Sharan (Afghanistan): The death toll from the powerful earthquake that struck a rural, mountainous region of eastern Afghanistan near the Pakistani border on early June 22, has crossed 1,000 with 1500 more injured, authorities said on Thursday.
The toll climbed steadily Wednesday as news of casualties filtered in from hard-to-reach areas in the mountains, and the country's supreme leader, Hibatullah Akhundzada, warned it would likely rise further.
Houses were reduced to rubble and bodies swathed in blankets lay on the ground after the magnitude 6.1 earthquake, photographs on Afghan media showed.
The quake has struck hardest in the rugged east, where people already lead hardscrabble lives amid a humanitarian crisis made worse since the Taliban takeover in August.
"People are digging grave after grave," said Mohammad Amin Huzaifa, head of the Information and Culture Department in hard-hit Paktika, adding that at least 1,000 people had died in that province alone.
"People are still trapped under the rubble," he told journalists.
United Nations Secretary-General Antonio Guterres said the global agency has "fully mobilised" to help, deploying health teams and supplies of medicine, food, trauma kits and emergency shelter to the quake zone.

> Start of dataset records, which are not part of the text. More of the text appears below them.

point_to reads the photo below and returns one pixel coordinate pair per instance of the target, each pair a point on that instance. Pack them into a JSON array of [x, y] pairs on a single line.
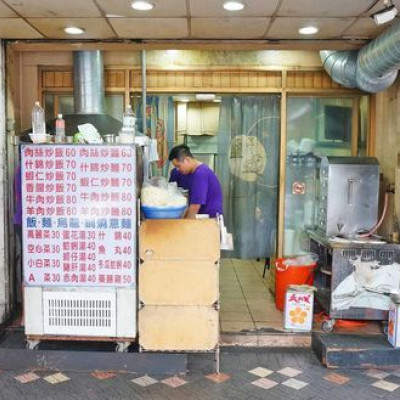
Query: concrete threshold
[[266, 338]]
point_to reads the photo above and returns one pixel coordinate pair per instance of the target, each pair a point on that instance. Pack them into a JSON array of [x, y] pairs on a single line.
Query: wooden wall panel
[[194, 81], [57, 80], [114, 79], [310, 80]]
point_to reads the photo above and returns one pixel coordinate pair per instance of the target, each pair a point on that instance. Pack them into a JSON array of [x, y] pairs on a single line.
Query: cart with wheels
[[352, 278]]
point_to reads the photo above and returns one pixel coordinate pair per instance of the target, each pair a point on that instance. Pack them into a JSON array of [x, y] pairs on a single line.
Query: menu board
[[79, 215]]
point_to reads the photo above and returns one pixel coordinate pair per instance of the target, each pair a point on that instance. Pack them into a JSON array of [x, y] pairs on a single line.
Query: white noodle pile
[[161, 197]]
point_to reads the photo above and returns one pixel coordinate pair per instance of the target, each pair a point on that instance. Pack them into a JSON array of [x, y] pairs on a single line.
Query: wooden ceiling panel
[[150, 28], [287, 28], [6, 12], [324, 8], [95, 28], [53, 8], [364, 27], [212, 8], [229, 28], [12, 28], [163, 8]]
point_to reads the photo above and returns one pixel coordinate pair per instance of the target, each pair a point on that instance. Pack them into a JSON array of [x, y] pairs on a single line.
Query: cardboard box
[[299, 306], [178, 282], [179, 240], [394, 324], [178, 328]]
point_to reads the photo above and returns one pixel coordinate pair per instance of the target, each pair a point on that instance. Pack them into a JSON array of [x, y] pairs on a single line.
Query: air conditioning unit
[[80, 312]]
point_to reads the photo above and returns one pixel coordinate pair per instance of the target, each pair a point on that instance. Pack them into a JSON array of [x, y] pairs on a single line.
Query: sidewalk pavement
[[247, 374]]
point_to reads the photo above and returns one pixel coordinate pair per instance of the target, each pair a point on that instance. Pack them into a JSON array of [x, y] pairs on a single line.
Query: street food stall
[[80, 242]]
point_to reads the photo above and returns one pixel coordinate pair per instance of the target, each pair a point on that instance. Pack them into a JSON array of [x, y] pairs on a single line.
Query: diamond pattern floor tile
[[378, 374], [56, 378], [336, 378], [385, 385], [218, 378], [174, 382], [103, 375], [288, 371], [264, 383], [144, 381], [261, 372], [295, 384], [27, 378]]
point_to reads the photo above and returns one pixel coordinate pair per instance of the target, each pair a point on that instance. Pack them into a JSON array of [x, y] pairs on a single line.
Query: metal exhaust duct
[[88, 82], [373, 68]]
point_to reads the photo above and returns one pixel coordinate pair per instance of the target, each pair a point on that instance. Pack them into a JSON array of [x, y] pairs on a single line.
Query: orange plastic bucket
[[290, 275]]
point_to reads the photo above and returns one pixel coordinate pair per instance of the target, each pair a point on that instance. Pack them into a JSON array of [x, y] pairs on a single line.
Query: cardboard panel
[[178, 282], [178, 328], [179, 239]]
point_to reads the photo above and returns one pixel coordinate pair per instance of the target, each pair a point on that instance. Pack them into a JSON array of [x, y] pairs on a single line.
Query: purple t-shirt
[[204, 189]]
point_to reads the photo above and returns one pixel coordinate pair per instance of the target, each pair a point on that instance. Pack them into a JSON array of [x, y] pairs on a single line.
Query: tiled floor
[[246, 301], [254, 374]]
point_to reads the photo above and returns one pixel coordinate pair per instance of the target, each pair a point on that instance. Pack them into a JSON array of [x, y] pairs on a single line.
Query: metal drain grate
[[79, 313]]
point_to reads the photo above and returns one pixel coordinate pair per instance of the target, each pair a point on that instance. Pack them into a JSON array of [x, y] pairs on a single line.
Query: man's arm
[[192, 210]]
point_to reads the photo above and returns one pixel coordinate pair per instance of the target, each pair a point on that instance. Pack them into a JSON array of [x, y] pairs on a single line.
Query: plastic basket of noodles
[[163, 212]]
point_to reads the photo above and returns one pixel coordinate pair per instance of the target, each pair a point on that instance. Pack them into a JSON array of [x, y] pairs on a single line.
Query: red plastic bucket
[[290, 275]]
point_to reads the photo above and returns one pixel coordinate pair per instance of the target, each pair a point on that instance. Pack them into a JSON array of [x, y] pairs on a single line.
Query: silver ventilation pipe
[[88, 82], [373, 68]]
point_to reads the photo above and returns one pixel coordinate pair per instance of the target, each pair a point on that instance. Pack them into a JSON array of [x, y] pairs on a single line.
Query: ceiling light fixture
[[233, 6], [142, 5], [385, 15], [308, 30], [74, 30]]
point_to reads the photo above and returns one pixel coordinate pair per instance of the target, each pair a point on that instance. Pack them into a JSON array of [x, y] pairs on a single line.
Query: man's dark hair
[[180, 152]]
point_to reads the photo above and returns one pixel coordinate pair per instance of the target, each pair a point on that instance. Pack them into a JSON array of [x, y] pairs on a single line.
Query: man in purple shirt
[[205, 193]]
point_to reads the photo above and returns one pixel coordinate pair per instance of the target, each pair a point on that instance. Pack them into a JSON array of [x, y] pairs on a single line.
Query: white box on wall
[[80, 312]]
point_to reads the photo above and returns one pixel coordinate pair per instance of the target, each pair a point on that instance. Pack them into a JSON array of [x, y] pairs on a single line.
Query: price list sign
[[79, 215]]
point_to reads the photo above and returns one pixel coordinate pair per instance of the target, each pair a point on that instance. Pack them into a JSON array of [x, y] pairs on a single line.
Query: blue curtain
[[247, 166], [159, 125]]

The earthquake struck areas that were already suffering the effects of heavy rain, causing rockfalls and mudslides that hampered rescue efforts.
"It was a horrible situation," said Arup Khan, 22, recovering at a hospital in Paktika's provincial capital Sharan.
"There were cries everywhere. The children and my family were under the mud."
Sharan Hospital director Mohammad Yahya Wiar said they were doing their best to treat everyone.
"Our country is poor and lacks resources," he told AFP. "This is a humanitarian crisis. It is like a tsunami."
Photographs and videos posted on social media showed scores of badly damaged houses in remote areas. The UN humanitarian coordinator for Afghanistan, Ramiz Alakbarov, told reporters nearly 2,000 homes are likely destroyed.
Footage released by the Taliban showed people in one village digging a long trench to bury the dead, who by Islamic tradition must be laid to rest facing Mecca.
The disaster poses a huge challenge for the Taliban, who have largely isolated the country with their hardline Islamist policies -- particularly the subjugation of women and girls.
Even before the Taliban takeover, Afghanistan's emergency response teams were stretched to deal with the natural disasters that frequently strike the country.